SPTAG (Space Partition Tree And Graph) is a library for large scale vector approximate nearest neighbor search scenerio, which is written in C++ and wrapped by Python.
This library assumes that the samples are represented as vectors and that the vectors can be compared by L2 distances or cosine distances. Vectors returned for a query vector are the vectors that have smallest L2 distance or cosine distances with the query vector.
SPTAG provides two methods: kd-tree and relative neighborhood graph (SPTAG-KDT) and balanced k-means tree and relatrive neighborhood graph (SPTAG-BKT). SPTAG-KDT is advantageous in index building cost, and SPTAG-BKT is advantageous in search accuracy in very high-dimensional data.

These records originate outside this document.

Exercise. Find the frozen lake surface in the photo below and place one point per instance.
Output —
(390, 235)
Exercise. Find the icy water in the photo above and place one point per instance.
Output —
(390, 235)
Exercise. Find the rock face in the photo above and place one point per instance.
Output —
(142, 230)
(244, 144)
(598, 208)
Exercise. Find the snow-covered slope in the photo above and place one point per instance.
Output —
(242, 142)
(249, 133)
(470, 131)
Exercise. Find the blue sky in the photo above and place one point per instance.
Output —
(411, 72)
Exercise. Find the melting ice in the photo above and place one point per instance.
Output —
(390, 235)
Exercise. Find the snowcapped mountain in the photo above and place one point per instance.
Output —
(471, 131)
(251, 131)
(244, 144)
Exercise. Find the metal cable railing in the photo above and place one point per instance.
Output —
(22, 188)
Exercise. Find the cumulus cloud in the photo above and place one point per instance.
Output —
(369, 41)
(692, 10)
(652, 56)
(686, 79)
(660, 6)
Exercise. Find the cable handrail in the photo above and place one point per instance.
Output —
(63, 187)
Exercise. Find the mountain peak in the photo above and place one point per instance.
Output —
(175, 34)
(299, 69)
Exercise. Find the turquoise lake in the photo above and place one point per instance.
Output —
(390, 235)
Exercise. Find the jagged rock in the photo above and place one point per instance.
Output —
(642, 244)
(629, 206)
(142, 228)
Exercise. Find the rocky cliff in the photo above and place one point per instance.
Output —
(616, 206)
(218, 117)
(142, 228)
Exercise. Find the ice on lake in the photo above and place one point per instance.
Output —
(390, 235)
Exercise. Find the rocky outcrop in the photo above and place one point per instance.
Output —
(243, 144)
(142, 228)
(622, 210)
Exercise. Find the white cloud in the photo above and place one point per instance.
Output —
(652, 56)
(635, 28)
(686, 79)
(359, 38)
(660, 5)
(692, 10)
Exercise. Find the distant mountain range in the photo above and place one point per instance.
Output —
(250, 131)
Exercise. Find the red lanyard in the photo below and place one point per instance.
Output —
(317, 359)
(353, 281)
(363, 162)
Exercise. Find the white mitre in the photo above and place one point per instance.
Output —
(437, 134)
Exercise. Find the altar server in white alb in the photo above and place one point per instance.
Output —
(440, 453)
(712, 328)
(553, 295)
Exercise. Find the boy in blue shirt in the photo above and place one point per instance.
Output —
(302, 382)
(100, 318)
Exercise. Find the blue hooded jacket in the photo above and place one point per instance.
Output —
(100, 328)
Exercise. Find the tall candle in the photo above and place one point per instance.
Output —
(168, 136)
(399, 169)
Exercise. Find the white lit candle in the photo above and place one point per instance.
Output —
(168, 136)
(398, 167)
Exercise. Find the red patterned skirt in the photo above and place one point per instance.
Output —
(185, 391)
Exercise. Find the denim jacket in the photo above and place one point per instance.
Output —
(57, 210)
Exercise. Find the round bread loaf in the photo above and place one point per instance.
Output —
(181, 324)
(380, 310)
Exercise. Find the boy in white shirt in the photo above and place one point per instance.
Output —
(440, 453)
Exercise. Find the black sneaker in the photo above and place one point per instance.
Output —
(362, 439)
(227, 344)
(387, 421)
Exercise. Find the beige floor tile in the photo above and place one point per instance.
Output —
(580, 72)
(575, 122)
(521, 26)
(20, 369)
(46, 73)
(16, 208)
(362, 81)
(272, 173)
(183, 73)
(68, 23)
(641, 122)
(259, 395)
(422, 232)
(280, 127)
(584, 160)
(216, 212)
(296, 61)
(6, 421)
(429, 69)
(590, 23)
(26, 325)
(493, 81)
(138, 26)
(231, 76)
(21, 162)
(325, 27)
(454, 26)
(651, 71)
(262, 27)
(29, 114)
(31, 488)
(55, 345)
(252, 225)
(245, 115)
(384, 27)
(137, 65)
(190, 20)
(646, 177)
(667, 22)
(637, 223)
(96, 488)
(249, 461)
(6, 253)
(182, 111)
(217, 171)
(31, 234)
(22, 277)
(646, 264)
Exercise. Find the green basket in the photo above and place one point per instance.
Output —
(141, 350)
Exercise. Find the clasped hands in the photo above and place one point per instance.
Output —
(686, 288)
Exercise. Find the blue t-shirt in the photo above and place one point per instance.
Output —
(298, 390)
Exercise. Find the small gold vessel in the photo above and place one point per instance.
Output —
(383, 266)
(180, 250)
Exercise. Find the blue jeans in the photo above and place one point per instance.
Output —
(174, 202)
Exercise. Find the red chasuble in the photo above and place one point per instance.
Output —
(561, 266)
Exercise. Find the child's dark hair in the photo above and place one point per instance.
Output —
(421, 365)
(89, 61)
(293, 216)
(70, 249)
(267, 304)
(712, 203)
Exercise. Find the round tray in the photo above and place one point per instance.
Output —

SPTAG is inspired by the NGS approach [WangL12]. It contains two basic modules: index builder and searcher. The RNG is built on the k-nearest neighborhood graph [WangWZTG12, WangWJLZZH14] for boosting the conectivity. Balanced k-means trees are used to replace kd-trees to avoid the inaccurate distance bound estimation in kd-trees for very high-dimensional vectors. The search begins with the search in the space partition trees for finding several seeds to start the search in the RNG. The searches in the trees and the graph are iteratively conducted.

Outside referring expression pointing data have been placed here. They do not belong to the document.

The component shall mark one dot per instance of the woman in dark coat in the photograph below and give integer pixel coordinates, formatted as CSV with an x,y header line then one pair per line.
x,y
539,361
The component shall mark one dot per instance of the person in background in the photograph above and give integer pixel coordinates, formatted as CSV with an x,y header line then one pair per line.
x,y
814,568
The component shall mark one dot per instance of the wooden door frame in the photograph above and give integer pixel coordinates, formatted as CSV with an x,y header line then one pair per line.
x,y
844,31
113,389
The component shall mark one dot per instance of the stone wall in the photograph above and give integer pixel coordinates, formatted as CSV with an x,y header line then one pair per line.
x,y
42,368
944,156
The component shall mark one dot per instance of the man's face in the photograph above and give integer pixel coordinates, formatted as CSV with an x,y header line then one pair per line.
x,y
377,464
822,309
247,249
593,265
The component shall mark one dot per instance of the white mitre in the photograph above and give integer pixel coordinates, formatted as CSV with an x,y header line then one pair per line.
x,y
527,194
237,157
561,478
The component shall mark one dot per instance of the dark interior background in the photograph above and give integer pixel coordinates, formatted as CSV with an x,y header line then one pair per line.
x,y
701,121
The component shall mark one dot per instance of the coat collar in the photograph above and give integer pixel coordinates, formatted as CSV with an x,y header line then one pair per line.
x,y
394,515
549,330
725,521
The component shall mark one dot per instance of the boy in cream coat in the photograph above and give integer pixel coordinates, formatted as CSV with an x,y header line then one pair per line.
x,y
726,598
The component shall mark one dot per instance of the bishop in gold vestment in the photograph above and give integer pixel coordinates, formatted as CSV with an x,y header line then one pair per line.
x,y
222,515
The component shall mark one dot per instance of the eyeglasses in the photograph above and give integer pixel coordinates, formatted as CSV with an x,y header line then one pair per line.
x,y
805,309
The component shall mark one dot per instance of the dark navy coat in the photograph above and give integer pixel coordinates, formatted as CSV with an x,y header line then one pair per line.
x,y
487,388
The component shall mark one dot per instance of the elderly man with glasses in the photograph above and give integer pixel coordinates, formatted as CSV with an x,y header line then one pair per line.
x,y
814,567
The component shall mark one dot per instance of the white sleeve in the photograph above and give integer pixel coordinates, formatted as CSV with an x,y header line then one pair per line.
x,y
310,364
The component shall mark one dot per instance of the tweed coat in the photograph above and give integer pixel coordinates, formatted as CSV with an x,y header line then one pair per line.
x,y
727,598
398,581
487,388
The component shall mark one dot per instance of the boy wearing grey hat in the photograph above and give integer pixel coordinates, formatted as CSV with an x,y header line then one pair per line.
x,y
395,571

Microsoft said the SPTAG library has so far cataloged more than 150 billion pieces of data, including individual words, characters, web snippet, and full queries. “Bing processes billions of documents every day, and the idea now is that we can represent these entries as vectors and search through this giant index of 100 billion-plus vectors to find the most related results in 5 milliseconds,” said Jeffrey Zhu, a program manager on Microsoft’s Bing team.
The Bing team expects open source SPTAG to be used to build applications that recognize language based on audio clips, or for users to take photos of plants and identify genus and species. SPTAG is an open source project on GitHub.